Nor was the case against 15-year-old boy D much stronger. He was said by fellow inmates of Feltham young offenders' institution to have boasted of attacking Damilola, but the judge ruled that the witnesses were unreliable – another foreseeable development. Boy D was released last month.

Against the 16-year-old brothers A and B, there were additional accounts of boasting at Feltham from the staff. While they may have been more reliable witnesses than the inmates, the case still rested fatally on alleged and ambiguous self-incrimination – the kind of thing which might have supported other evidence but which should never sustain a conviction on its own. The jury unanimously found them not guilty yesterday.

In Mr Calvert-Smith's defence it might be said that he did not know that the evidence from one of the more credible of the staff at Feltham would be disallowed in court. He did not know, either, that mobile phone records would put brothers A and B – unless they had lent their phones to others – a mile and a half away from the scene at the time Damilola was apparently attacked.

It has also been said, already, and many times, that both the police and the Crown Prosecution Service (CPS), which Mr Calvert-Smith heads, were under intolerable pressure from the public and the media to find Damilola's killer or killers and bring them to justice. That is true and inevitable.

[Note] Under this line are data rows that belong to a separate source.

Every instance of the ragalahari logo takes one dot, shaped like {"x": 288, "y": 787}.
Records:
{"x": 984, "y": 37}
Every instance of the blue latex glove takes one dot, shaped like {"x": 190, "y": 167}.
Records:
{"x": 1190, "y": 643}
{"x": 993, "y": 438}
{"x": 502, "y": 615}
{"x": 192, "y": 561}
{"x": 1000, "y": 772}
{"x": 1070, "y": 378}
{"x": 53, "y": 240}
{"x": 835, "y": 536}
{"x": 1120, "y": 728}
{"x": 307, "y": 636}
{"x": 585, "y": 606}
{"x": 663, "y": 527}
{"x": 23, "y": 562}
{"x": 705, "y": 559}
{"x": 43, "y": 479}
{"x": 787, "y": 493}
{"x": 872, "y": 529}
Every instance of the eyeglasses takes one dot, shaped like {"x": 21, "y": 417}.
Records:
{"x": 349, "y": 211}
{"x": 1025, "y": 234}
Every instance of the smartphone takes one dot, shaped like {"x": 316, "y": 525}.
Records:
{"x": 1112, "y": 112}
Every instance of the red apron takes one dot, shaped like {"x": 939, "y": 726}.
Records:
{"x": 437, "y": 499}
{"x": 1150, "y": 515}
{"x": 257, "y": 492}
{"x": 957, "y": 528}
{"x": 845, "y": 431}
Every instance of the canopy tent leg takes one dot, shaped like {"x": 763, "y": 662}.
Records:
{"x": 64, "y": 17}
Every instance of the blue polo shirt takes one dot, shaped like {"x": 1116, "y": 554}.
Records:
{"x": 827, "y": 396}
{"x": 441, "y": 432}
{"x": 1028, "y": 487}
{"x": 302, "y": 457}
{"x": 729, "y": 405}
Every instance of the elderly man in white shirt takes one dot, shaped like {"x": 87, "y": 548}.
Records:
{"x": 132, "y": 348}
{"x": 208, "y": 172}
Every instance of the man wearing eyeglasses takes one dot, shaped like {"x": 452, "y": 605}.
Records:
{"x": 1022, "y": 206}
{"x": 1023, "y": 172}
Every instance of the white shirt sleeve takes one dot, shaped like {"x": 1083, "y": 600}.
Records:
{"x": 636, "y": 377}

The pressure may have led to the lapse in police interviewing standards, and resulted in the police presenting an inadequate case to the CPS. None of this is desirable, but it is the responsibility of the CPS, and ultimately of Mr Calvert-Smith himself, to reach an independent decision on whether or not to prosecute. In this case, Mr Calvert-Smith would have served the public interest – and not least the interests of Damilola's parents – by sending the case back to the police and telling them it needed further work. Ultimately, it is Mr Calvert-Smith's job to resist public pressure for quick results.

There are many lessons in the Damilola case for politicians, for the agencies responsible for criminal justice, social care, education, and indeed for anyone with a conscience. The defendants in this case are damaged, dangerous adolescents who were failed by all the systems set up to help them and protect others. But, for the collapse of this particular case, it is Mr Calvert-Smith, rather than Sir John Stevens, Commissioner of the Metropolitan Police, who has the most explaining to do.